Figura 3 Angioressonância. 

Figura 4 Angioressonância. 

A retirada foi realizada por videolaparoscopia, com incisão de Pfannenstiel. Foi utilizada solução de perfusão de Eurocollins®. As artérias foram implantadas separadamente, uma delas apresentando trombo em um de seus ramos e posterior má perfusão. Foram realizadas anastomoses término-laterais, com artéria ilíaca comum, artéria ilíaca externa e veia ilíaca externa, com Prolene® 6.0. Tempo de isquemia fria foi de 1 hora e 36 minutos e tempo de isquemia quente de 3 minutos e 55 segundos. Houve diurese imediata e não foram deixados drenos.

Após melhora inicial da função renal, o receptor apresentou elevação dos níveis de ureia e creatinina plasmática no 3º dia de pós-operatório, necessitando de duas sessões de hemodiálise. Realizou biópsia no 4º dia de pós-operatório, que mostrou rejeição aguda vascular (Banff IIA), sendo submetido à pulsoterapia com 1,5 gramas de metilprednisona e terapia com imunoglobulina depletora de linfócitos (Thymoglobuline®) na dose acumulada de 6 mg/kg. Apresentou queda progressiva das escórias nitrogenadas e recebeu alta no 18º pós-operatório, com creatinina 2,0 mg/dl, usando tacrolimus 6 mg/dia, micofenolato mofetil 2 g/dia e corticoide em esquema de retirada. Atualmente, está com 2 anos e 9 meses pós-transplante renal e mantém creatinina em torno de 2,0 mg/dl. O doador segue tratamento de HAS como monoterapia, com creatinina em torno de 1,5 mg/dl.

Discussão

A incidência de rim pélvico em autópsias gira em torno de 1:1000, com discreto predomínio em homens.3 Portadores de rins pélvicos muitas vezes são excluídos como potenciais doadores por terem rins menores que o habitual, com irrigação arterial e venosa alterada, além de uma possível rotação do eixo de implantação.4 Pouco mais da metade dos casos apresentam hidronefrose, devido a alterações anatômicas na drenagem urinária.4 Até onde temos conhecimento, não existe um grande número de casos de transplante de rim pélvico relatados na literatura.5,11

Por causa dessas possíveis variações anatômicas, o doador com rim pélvico deve ser extensamente estudado, como no caso relatado, com exames mostrando a anatomia da irrigação arterial, venosa e do sistema coletor urinário. No caso relatado, assim como em outros da literatura, houve multiplicidade de artérias renais.6,9,12 Deve-se também comprovar a funcionalidade do rim em estudo, por meio da cintilografia, já que, em virtude das alterações do sistema coletor, esses rins têm risco de pielonefrites de repetição, cicatrizes renais e urolitíase.

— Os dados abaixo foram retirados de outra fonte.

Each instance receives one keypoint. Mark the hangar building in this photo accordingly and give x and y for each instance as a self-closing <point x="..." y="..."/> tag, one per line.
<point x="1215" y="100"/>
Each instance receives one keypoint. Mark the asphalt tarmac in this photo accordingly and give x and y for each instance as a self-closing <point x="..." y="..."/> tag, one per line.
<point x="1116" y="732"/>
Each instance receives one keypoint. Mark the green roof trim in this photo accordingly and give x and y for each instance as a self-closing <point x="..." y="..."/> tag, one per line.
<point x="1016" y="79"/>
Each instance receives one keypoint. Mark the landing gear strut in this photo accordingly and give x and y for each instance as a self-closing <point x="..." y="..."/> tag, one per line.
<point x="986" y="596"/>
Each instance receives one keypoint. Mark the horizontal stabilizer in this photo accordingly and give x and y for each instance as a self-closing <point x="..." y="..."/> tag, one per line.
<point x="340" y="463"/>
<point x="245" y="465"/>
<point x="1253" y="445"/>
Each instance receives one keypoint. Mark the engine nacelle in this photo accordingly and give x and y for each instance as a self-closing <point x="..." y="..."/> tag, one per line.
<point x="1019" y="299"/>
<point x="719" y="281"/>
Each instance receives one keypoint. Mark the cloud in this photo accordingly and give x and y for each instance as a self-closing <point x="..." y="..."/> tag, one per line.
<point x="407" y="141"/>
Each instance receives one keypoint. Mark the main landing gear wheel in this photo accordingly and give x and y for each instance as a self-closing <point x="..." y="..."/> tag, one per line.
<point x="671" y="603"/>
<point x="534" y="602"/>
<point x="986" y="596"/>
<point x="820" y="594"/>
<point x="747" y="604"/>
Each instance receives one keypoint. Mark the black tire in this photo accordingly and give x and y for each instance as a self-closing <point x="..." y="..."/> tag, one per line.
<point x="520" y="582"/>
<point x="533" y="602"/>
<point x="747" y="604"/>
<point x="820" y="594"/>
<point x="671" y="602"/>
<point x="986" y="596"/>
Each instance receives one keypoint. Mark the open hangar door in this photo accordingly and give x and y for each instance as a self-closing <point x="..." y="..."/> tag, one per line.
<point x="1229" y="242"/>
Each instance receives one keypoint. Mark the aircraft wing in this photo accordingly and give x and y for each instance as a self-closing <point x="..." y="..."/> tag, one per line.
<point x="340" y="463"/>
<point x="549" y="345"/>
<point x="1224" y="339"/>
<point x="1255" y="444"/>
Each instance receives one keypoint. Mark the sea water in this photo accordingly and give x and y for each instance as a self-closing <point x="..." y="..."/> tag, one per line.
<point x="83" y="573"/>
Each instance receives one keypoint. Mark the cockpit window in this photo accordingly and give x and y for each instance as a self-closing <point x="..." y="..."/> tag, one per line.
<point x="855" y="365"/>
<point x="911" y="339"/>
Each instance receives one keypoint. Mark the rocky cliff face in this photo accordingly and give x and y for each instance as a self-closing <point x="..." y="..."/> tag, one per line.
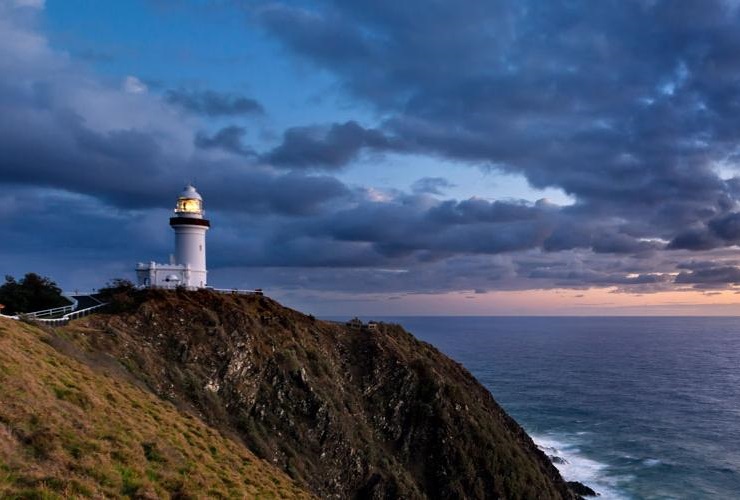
<point x="346" y="413"/>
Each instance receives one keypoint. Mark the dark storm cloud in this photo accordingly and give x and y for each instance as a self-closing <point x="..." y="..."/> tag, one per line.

No caso relatado, houve três mismatches e apesar de não terem sido encontrados anticorpos anti-DSA e o PRA do receptor pré-transplante ser 0, houve rejeição aguda vascular, com necessidade de terapia com imunoglobulina depletora de linfócitos e pulsoterapia com metilprednisolona, além de duas sessões de hemodiálise por oligúria e congestão. Concluímos que o transplante de um rim pélvico é possível do ponto de vista técnico e, por isso, deve ser considerado como opção viável, como mostra o caso relatado.